Random mutagenesis and phage display technology as a tool for identifying ige epitopes of the birch pollen allergen Bet v 1
© Guhsl et al; licensee BioMed Central Ltd. 2014
Published: 17 March 2014
IgE-binding epitopes of the major birch pollen allergen Bet v 1 are dependent on the native structure of the allergen. To date, only a single IgE epitope has been identified. We aimed to identify additional epitopes by directed in vitro evolution of non-IgE-binding structural homologues to proteins carrying single IgE-binding patches. For that purpose, we chose cytokinin-specific binding protein (CSBP) from Vigna radiata (mung bean), a structural homologue of Bet v 1 with only 31% sequence identity, as a template subjected to a combination of random mutagenesis and phage display.
CSBP was expressed in Escherichia coli and purified by chromatographic methods. The protein integrity was verified by SDS-PAGE, mass spectrometry and circular dichroism and IgE binding assessed by ELISA using sera from a panel of birch pollen allergic patients. Random mutagenesis of CSBP was performed by PCR using mutagenic nucleotide analogues. Phage display libraries of randomly mutated CSBP were created in the filamentous phage M13 by inserting PCR products into the phagmid pTP127. Biopanning was performed for selecting phages with binding activity to birch pollen allergic patients' IgE. After each panning round, an additional mutagenesis was performed and a new library created. IgE binding activities of enriched phages and of bacterial colonies representing single clones were analysed by transfer to nitrocellulose and immunostaining.

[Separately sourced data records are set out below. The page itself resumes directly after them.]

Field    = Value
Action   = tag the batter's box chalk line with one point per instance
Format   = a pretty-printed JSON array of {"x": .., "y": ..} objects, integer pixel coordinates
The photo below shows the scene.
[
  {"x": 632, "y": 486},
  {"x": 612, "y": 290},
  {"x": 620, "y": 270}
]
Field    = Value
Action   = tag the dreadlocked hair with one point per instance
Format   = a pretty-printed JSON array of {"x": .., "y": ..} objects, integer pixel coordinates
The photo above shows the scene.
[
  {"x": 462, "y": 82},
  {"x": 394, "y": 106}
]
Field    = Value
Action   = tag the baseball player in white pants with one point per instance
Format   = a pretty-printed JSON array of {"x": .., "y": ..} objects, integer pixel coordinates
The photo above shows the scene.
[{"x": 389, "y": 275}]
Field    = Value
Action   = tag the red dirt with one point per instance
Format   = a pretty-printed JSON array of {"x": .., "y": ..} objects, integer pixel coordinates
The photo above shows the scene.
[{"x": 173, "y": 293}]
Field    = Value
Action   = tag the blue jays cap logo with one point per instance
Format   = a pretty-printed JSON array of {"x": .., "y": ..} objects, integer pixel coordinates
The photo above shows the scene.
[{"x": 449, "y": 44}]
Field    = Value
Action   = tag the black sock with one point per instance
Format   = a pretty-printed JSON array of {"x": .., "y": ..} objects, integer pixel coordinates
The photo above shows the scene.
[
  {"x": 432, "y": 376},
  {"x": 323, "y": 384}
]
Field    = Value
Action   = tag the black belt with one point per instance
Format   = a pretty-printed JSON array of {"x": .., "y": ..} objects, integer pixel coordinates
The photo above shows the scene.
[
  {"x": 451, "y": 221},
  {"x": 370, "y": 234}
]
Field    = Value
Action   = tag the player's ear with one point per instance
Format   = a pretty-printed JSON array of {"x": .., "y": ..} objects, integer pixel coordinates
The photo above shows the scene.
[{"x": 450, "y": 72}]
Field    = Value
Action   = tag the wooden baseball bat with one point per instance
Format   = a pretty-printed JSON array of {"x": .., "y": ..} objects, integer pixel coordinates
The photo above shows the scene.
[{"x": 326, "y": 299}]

Purified recombinant CSBP revealed a secondary structure with high similarity to that of Bet v 1, but only low IgE binding in 11 of 35 sera from Bet v 1-sensitised birch pollen allergic patients. Phage libraries CSBPm1, CSBPm2 and CSBPm3 with diversities of 105-107 different clones were created. Sequencing of 19 randomly picked clones from the unselected CSBPm1 library showed an average mutation rate of 5% (range 2.5-11.5). Analysis of single clones from the first two panning rounds yielded clones which expressed IgE binding mutant proteins.
Directed in vitro evolution of CSBP by random mutagenesis of surface residues might be a suitable tool for defining conformational IgE binding epitopes of the birch pollen allergen Bet v 1.
This study was supported by grant P-22559-B11 from the Austrian Science Fund.